Foto di Piotr Niepsuj

“Sei Andy Stott?”. “No”. “Vai allo show di Andy Stott stasera?”. “No”. Comincia con una conversazione surreale l’avventura italiana di Andy Stott, su un volo Ryanair diretto a Milano dove il produttore è atteso per il terzo evento S/V/N/ dell’anno. Di fianco a lui, uno studente fiorentino di sound engineering emigrato a Manchester prova ad approcciare il mancuniano. I due si ritroveranno qualche ora dopo alla Buka, scherzando tra il numeroso pubblico presente. Stott non è propriamente una star: fino a qualche mese fa lavorava come carrozziere alla Mercedes, ora si dedica completamente alla musica. Con l’ultimo album, Luxury Problems, la sua fanbase si è allargata ben oltre i circuiti underground o da club. L’inserimento di voci – quella dell’ex insegnante di piano Alison Skidmore – e suoni più accattivanti, ma anche l’ultima campagna di Vogue che ha musicato, devono aver contribuito non poco alla diffusione della sua musica profonda, rallentata, “mental”, come direbbe lui.

Essere riconosciuti su un volo Manchester-Milano non capita tutti i giorni. Sei diventato famoso?

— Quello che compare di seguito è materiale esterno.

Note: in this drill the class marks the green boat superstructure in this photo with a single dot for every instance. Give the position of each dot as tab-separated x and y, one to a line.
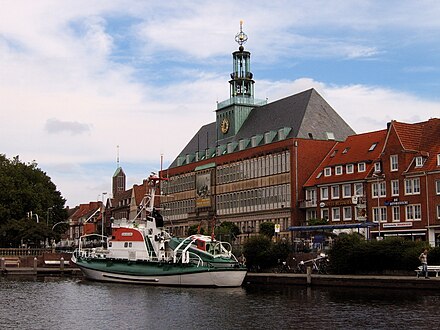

È stata una situazione particolarmente strana e simpatica al tempo stesso. Il ragazzo seduto di fianco a me in aereo sapeva tutto della mia musica sin dai primi lavori, quindi credo abbia poco a che vedere con la visibilità dell’ultimo disco. Non so come mai stia ricevendo tutte queste attenzioni e in ambiti differenti. La voce di Alison ha reso le composizioni più accessibili e tradotto al meglio i suoni, mentre io mi sono concentrato sulla musica senza pensare a chi l’avrebbe ascoltata, solo a come avrei voluto sentirla, rallentata a 90 bpm. Eppure recentemente mi è capitato di vedere un gruppo doom metal a New York che, dopo il concerto, si è avvicinato dicendo di conoscermi e di amare la mia musica. L’associazione al metal è davvero pazzesca.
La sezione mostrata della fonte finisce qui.